2026-02-09 19:23:09 +01:00
parent 44a080cc13
commit 45a2ee8e1d
1 changed files with 62 additions and 4 deletions
@@ -157,6 +157,48 @@ def fetch_url_content(url):
        logger.error(f"    ❌ Error: {e}")
        return {"title": "Fetch failed", "status": "error", "error": str(e), "content": ""}

+# Get GitHub repo info from API
+def get_github_content(url):
+    """Fetch GitHub repo README via API"""

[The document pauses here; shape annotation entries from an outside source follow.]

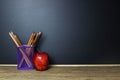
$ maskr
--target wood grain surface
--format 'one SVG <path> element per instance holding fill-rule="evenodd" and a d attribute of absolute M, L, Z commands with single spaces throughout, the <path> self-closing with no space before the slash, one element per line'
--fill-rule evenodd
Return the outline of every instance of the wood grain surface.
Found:
<path fill-rule="evenodd" d="M 50 67 L 46 71 L 0 66 L 0 80 L 120 80 L 120 67 Z"/>

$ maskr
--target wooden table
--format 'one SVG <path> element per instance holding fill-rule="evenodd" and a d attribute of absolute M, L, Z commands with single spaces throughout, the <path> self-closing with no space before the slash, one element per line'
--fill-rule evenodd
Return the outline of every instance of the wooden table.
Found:
<path fill-rule="evenodd" d="M 46 71 L 22 71 L 1 66 L 0 80 L 120 80 L 120 67 L 50 67 Z"/>

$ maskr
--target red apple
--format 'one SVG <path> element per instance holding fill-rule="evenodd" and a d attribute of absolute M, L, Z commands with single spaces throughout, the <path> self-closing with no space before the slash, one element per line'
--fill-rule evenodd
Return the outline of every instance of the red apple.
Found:
<path fill-rule="evenodd" d="M 33 55 L 33 63 L 36 70 L 44 71 L 48 68 L 49 58 L 46 52 L 37 52 Z"/>

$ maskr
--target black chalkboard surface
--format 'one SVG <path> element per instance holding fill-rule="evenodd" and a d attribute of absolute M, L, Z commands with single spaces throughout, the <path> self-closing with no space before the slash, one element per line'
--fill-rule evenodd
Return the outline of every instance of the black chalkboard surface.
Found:
<path fill-rule="evenodd" d="M 0 0 L 0 64 L 16 63 L 9 31 L 26 44 L 32 32 L 51 64 L 120 63 L 117 0 Z"/>

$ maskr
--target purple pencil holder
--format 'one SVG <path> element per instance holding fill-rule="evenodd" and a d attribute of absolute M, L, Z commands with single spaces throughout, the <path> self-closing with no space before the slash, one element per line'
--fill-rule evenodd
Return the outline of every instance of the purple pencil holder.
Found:
<path fill-rule="evenodd" d="M 33 70 L 34 65 L 32 57 L 34 54 L 34 46 L 22 45 L 17 47 L 17 69 Z"/>

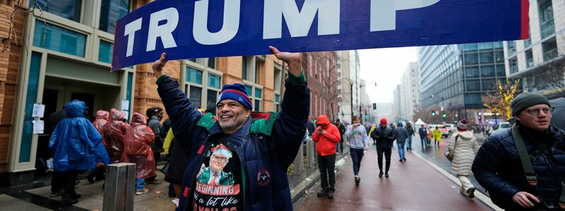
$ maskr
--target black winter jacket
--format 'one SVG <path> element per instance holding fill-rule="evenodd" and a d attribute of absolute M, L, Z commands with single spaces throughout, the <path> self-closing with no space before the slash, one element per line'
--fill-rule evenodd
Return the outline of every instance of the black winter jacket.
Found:
<path fill-rule="evenodd" d="M 394 139 L 396 139 L 396 134 L 390 127 L 383 129 L 381 126 L 377 126 L 371 134 L 371 138 L 376 141 L 377 148 L 391 148 Z"/>
<path fill-rule="evenodd" d="M 530 136 L 525 129 L 519 130 L 528 154 L 531 154 L 535 151 L 537 143 L 540 141 L 533 139 L 540 136 Z M 479 149 L 473 161 L 472 172 L 479 184 L 489 191 L 492 200 L 496 205 L 509 210 L 522 210 L 512 201 L 512 196 L 519 191 L 535 195 L 547 203 L 559 202 L 561 183 L 565 177 L 565 133 L 553 125 L 545 133 L 547 136 L 553 137 L 555 144 L 532 160 L 534 171 L 537 174 L 537 190 L 528 183 L 524 176 L 510 128 L 496 131 Z"/>

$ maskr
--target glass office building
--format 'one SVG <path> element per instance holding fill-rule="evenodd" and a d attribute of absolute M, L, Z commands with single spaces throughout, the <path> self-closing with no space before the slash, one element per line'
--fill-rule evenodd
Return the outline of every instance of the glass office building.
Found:
<path fill-rule="evenodd" d="M 484 113 L 482 96 L 506 81 L 501 41 L 420 47 L 418 63 L 420 106 L 443 107 L 461 117 Z"/>

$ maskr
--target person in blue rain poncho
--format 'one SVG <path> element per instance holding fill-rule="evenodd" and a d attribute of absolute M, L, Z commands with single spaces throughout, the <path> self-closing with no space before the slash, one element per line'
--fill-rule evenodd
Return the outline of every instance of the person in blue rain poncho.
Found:
<path fill-rule="evenodd" d="M 109 163 L 109 158 L 102 143 L 102 136 L 84 116 L 84 102 L 73 101 L 65 105 L 66 117 L 55 127 L 49 147 L 55 151 L 53 165 L 57 173 L 54 180 L 64 184 L 61 206 L 78 202 L 80 194 L 75 192 L 75 181 L 78 174 Z"/>

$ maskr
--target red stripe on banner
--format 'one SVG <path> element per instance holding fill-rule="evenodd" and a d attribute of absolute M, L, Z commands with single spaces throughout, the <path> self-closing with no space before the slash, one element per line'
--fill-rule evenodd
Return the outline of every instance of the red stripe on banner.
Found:
<path fill-rule="evenodd" d="M 245 94 L 245 93 L 241 92 L 239 91 L 233 90 L 233 89 L 226 89 L 226 90 L 224 90 L 224 91 L 222 91 L 222 93 L 224 93 L 224 92 L 233 92 L 233 93 L 235 93 L 235 94 L 239 94 L 241 96 L 244 96 L 245 98 L 247 99 L 247 101 L 249 101 L 249 102 L 251 102 L 251 99 L 249 98 L 249 97 L 247 96 L 247 95 Z M 253 103 L 251 103 L 251 104 L 253 104 Z"/>
<path fill-rule="evenodd" d="M 530 1 L 522 0 L 522 29 L 521 32 L 521 37 L 522 39 L 530 38 L 530 16 L 528 15 L 529 10 Z"/>
<path fill-rule="evenodd" d="M 204 146 L 202 145 L 200 146 L 200 149 L 198 150 L 198 155 L 202 155 L 202 151 L 204 151 Z"/>

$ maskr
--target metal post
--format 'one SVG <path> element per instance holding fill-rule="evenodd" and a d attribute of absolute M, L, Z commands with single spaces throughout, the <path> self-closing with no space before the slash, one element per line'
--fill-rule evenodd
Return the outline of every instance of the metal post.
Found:
<path fill-rule="evenodd" d="M 295 175 L 302 175 L 304 174 L 304 155 L 303 154 L 304 151 L 302 148 L 304 148 L 304 145 L 300 145 L 300 149 L 298 150 L 298 154 L 296 155 L 296 158 L 295 158 L 295 171 L 292 172 L 292 174 Z"/>
<path fill-rule="evenodd" d="M 119 162 L 106 166 L 102 210 L 133 210 L 136 164 Z"/>

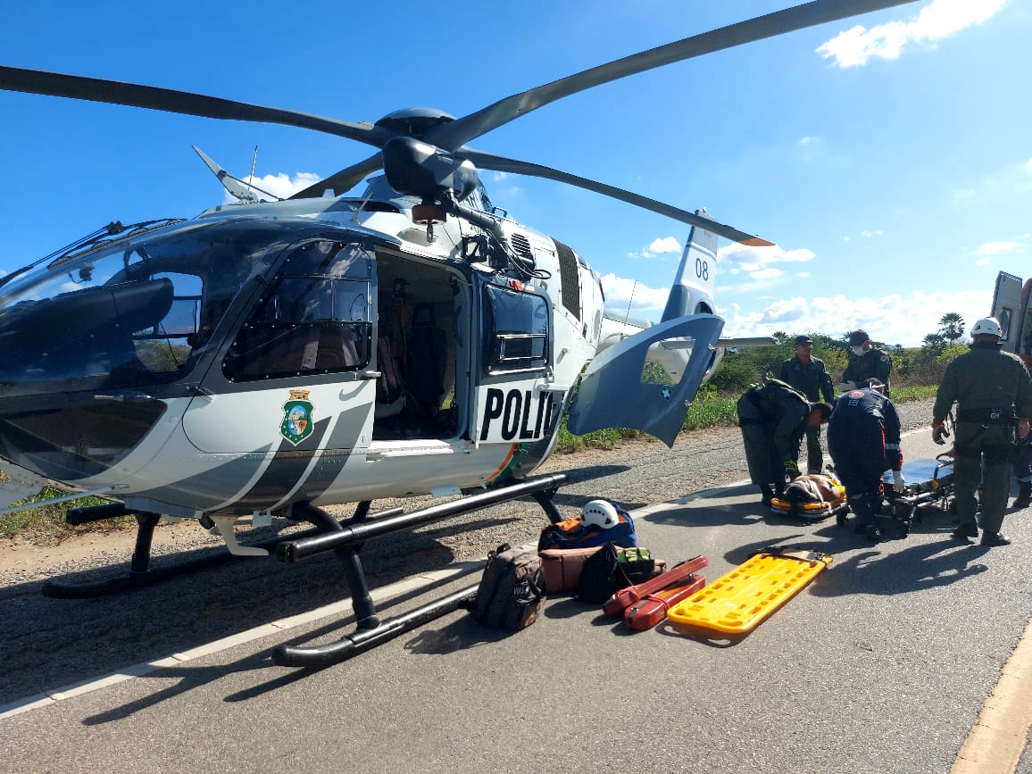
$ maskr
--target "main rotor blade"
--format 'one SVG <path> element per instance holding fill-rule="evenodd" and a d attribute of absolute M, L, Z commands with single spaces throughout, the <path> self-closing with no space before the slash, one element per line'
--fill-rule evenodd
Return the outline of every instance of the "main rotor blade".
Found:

+    logger.debug(f"    Fetching GitHub repo info from API")
+    
+    match = re.search(r'github\.com/([^/]+)/([^/]+)', url)
+    if not match:
+        return None
+    
+    owner, repo = match.groups()
+    
+    try:
+        # Try to get README
+        response = requests.get(
+            f"https://api.github.com/repos/{owner}/{repo}/readme",
+            headers={"Accept": "application/vnd.github.v3.raw"},
+            timeout=5
+        )
+        
+        if response.status_code == 200:
+            content = response.text[:2000]
+            logger.debug(f"    Got README: {len(content)} chars")

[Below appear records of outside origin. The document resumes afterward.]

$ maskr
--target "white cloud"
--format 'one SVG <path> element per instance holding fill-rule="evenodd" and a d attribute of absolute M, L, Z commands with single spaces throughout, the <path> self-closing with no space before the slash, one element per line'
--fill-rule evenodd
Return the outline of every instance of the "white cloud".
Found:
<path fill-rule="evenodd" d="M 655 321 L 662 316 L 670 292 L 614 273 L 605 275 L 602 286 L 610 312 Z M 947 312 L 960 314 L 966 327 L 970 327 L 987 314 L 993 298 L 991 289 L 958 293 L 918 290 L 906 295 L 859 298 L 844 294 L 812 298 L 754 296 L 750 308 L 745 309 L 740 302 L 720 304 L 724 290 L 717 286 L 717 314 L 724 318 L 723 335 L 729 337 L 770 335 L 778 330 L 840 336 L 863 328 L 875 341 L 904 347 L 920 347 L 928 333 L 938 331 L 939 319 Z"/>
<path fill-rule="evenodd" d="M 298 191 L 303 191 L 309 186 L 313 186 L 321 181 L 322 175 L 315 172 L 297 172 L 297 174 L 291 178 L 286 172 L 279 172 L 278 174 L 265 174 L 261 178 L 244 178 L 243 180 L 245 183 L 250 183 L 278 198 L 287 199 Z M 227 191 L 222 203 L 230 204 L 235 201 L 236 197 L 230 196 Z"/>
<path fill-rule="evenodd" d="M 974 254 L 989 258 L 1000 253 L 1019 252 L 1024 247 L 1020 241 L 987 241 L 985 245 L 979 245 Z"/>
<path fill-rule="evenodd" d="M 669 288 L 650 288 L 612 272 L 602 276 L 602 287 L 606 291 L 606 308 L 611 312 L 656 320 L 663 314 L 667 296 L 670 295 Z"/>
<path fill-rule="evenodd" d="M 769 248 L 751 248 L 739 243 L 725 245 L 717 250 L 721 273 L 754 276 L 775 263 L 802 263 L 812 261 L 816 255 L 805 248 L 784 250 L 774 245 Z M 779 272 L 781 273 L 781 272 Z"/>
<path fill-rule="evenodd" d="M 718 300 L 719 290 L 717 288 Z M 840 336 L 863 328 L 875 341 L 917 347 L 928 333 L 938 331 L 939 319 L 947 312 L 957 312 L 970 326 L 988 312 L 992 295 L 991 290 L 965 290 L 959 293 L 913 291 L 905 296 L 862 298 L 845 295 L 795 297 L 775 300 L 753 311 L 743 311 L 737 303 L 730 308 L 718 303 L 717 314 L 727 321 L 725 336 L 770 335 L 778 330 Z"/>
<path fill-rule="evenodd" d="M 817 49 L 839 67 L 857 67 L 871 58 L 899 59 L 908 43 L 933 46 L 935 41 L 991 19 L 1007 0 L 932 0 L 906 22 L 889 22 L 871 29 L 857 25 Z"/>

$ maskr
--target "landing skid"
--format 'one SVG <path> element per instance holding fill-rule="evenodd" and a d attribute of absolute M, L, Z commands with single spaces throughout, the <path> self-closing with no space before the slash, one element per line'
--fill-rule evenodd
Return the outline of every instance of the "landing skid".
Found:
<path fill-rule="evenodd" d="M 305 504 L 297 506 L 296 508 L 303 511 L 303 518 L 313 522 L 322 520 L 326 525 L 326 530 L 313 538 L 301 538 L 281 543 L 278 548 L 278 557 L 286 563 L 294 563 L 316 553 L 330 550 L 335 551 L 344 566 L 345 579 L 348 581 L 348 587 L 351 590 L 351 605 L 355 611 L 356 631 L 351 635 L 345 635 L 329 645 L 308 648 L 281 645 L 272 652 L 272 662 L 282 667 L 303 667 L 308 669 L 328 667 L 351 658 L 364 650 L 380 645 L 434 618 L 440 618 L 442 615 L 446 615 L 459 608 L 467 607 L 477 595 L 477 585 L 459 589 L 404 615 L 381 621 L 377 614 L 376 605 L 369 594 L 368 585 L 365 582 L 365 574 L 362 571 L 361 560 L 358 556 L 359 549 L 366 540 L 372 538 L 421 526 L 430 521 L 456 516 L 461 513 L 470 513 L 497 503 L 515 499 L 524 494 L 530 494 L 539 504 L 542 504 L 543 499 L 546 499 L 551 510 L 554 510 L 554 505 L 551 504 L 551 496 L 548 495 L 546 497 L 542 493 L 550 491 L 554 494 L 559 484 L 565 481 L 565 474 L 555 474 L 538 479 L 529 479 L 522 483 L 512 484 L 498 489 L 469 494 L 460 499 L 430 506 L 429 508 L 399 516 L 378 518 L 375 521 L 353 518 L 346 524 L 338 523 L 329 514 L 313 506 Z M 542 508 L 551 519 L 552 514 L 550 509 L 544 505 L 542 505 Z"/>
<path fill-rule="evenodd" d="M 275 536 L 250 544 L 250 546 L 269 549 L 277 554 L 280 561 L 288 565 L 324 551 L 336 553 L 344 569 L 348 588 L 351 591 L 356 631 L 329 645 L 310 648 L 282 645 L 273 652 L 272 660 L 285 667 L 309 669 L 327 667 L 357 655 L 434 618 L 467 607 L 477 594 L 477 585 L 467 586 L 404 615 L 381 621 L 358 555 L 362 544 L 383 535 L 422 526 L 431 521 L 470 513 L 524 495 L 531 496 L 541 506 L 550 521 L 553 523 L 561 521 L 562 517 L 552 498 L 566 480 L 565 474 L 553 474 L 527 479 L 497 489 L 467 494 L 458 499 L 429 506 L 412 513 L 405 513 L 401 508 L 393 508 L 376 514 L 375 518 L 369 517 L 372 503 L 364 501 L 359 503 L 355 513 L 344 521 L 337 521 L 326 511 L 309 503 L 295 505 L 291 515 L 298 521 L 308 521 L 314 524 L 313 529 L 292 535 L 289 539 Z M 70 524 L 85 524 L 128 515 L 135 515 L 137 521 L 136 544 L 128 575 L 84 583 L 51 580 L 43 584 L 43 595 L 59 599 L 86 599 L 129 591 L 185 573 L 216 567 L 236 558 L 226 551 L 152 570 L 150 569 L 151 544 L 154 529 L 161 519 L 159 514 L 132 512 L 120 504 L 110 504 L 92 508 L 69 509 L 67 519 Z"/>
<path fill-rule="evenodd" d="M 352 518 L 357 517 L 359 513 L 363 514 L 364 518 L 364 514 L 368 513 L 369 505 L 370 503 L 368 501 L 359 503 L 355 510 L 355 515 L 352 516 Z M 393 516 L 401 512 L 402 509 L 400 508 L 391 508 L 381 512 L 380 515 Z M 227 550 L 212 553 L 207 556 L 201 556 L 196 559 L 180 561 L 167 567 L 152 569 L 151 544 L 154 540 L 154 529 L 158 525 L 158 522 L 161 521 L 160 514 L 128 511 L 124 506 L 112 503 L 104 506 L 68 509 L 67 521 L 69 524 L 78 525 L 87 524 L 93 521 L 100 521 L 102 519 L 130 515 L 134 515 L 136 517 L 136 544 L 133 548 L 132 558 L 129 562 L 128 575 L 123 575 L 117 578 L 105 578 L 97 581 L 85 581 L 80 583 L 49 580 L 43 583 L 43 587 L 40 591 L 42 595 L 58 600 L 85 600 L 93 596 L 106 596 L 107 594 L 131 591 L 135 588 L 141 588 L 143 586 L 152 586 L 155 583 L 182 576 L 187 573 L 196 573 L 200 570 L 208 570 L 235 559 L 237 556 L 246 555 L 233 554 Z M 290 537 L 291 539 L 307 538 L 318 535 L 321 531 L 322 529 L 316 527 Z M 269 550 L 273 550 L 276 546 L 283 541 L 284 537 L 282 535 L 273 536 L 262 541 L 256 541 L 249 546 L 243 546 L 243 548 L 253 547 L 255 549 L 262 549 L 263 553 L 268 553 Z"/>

+            return content
+        
+        # Fallback: get repo info from API
+        response = requests.get(
+            f"https://api.github.com/repos/{owner}/{repo}",
+            timeout=5
+        )
+        
+        if response.status_code == 200:
+            data = response.json()
+            desc = data.get("description", "")
+            if desc:
+                logger.debug(f"    Got repo description: {desc}")
+                return desc
+    
+    except Exception as e:
+        logger.warning(f"    GitHub API error: {e}")
+    
+    return None
+
 # Extract clean text from HTML
 def extract_text_from_html(html):
    """Extract readable text from HTML"""
@@ -180,6 +222,7 @@ def extract_text_from_html(html):
    # Remove remaining HTML tags but keep text
    text = re.sub(r'<br\s*/?>', '\n', text, flags=re.IGNORECASE)
    text = re.sub(r'<p[^>]*>', '\n', text, flags=re.IGNORECASE)
+    text = re.sub(r'<h[1-6][^>]*>', '\n', text, flags=re.IGNORECASE)
    text = re.sub(r'</?[^>]+>', ' ', text)
    
    # Decode HTML entities
@@ -194,7 +237,7 @@ def extract_text_from_html(html):
    
    # Return first meaningful chunk
    if len(text) < 100:
-        return "(Content not accessible)"
+        return None
    
    return text[:2000]  # First 2000 chars of clean text

@@ -204,9 +247,24 @@ def analyze_content(url, title, content, link_type):
    logger.debug(f"  🤖 Analyzing content: {url}")
    
    try:
-        # Extract clean text
+        # Special handling for GitHub
+        clean_text = None
+        if link_type == "GitHub":
+            clean_text = get_github_content(url)
+        
+        # Fallback: extract from HTML
+        if not clean_text:
            clean_text = extract_text_from_html(content)
-        logger.debug(f"    Extracted {len(clean_text)} chars of clean text")
+        
+        if not clean_text:
+            logger.warning(f"    Could not extract content")
+            return {
+                "summary": f"GitHub project: {title}",
+                "tag": "project",
+                "relevance": "relevant"
+            }
+        
+        logger.debug(f"    Extracted {len(clean_text)} chars of content")
        
        # Build analysis prompt
        prompt = f"""Analyze this webpage and create a brief summary for Laurent.